After six months, I learned what that meant. When he said, "I'm praying over it," what he was really saying was, "I'm not going to do a God-damn thing."
Our effort failed, catastrophically, needlessly.
Now, I'm a believer in the power of prayer. I wrote a little book on it, last year, about the one perfect prayer that always works. No, really. It does. It just doesn't work in the way we think.
Prayer doesn't bring you blessings, because we Jesus people know that God makes it rain on the righteous and unrighteous alike. Prayer does not mean you will avoid suffering, either. I mean, dang, those of us who follow Jesus should know that.
Prayer is not magick. Nor is it science. It doesn't, in my experience, change the arc of things in predictable ways. I have prayed earnestly for the healing of people I loved, and it has not come. Yet I have prayed earnestly for healing of others, and I have seen it occur in ways that felt wildly improbable.

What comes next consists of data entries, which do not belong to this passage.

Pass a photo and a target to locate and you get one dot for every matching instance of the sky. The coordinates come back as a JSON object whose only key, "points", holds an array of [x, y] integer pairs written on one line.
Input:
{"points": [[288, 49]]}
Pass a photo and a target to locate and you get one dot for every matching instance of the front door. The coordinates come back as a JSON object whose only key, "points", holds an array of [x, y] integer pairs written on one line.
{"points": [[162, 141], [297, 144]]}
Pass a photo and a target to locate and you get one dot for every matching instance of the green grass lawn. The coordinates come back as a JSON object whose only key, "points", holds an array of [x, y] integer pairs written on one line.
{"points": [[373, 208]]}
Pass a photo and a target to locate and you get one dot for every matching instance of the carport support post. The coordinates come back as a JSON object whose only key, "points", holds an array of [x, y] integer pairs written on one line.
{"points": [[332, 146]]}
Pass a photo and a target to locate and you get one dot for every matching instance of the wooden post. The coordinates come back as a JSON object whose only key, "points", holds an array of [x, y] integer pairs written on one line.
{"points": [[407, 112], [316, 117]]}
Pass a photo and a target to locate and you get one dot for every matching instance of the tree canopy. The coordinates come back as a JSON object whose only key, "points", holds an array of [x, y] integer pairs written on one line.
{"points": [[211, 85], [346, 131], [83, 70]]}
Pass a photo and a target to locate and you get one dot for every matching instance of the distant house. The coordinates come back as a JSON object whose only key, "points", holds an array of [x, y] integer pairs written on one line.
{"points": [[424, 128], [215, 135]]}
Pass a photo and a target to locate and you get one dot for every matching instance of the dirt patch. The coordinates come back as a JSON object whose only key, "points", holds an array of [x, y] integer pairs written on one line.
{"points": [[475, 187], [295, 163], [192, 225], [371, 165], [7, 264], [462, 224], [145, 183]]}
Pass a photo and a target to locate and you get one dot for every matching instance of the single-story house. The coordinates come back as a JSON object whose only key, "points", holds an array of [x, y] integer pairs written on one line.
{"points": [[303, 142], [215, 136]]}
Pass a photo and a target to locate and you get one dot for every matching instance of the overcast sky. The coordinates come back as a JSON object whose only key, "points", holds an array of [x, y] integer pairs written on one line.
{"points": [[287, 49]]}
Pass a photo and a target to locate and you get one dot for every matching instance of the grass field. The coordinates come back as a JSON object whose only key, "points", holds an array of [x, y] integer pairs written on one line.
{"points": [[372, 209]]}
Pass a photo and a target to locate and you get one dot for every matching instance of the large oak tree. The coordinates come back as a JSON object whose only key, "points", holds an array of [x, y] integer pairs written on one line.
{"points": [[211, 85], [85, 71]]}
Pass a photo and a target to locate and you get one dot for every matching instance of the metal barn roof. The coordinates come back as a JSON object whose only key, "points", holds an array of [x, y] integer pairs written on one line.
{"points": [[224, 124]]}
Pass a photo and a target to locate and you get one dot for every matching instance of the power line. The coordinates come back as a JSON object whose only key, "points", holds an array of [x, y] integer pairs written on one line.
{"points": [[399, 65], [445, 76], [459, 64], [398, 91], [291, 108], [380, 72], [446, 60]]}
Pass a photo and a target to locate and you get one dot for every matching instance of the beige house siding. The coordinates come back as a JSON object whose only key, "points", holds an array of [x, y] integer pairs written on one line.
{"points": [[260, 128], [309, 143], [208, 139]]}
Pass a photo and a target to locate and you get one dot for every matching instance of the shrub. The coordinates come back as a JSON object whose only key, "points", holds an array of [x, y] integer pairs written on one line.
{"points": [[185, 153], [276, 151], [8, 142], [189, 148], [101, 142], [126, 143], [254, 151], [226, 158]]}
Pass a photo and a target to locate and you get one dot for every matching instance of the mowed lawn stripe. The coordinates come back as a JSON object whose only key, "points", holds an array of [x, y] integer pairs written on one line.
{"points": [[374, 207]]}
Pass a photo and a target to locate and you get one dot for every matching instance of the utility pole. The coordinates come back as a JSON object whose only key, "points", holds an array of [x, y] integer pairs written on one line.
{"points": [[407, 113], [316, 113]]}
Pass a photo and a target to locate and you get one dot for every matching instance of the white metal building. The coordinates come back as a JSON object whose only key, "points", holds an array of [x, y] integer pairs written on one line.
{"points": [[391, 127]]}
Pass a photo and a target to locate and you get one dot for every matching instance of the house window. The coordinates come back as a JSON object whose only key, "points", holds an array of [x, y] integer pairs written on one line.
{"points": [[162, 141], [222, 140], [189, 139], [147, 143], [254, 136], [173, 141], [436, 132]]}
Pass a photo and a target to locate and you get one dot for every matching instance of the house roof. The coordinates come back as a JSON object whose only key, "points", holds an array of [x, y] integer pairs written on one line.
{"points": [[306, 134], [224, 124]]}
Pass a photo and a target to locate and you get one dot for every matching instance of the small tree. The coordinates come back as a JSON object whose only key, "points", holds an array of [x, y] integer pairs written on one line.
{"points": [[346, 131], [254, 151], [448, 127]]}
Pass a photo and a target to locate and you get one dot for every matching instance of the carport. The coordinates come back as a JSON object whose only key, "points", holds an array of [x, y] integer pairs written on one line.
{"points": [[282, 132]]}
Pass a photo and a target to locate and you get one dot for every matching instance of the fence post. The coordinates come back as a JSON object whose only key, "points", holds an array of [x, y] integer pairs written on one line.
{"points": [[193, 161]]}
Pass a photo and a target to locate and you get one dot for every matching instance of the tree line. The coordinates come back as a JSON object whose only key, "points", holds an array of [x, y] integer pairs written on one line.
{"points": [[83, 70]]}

What prayer does, if done deeply and well, is change a soul. It establishes a basis of connection with the Creator, and shatters the preconceptions and false certainties that imprison us in a destructive pattern of being. It creates and sustains a foundation of compassion within us. Prayer opens up new possibilities, and allows us to walk a different path. Shared prayer can bind souls as one, galvanizing communities to serve and care and find new paths.
Real prayer, prayer grounded in the Logos of God? It changes you. That's kind of how you know it's doing something. If you pray, and are unchanged, then you aren't really praying. If you pray, and your every prayer reaffirms you in your correctness, then you are not placing yourself in encounter with God.
If you have been individually or collectively blessed with the power to change a situation, prayer turns the will towards a just and loving application of that power. If you are powerless, prayer grounds you in God, which makes enduring the inescapable more possible.
But if you pray from a position of power, and your prayers are nothing but shallow sentiment and solipsistic self-affirmation that lead to nothing, then you are just mumbling to yourself.
If you pray, and your prayer turns your heart to violence, or affirms your hatred? Then those words are the dark mutterings of a madman.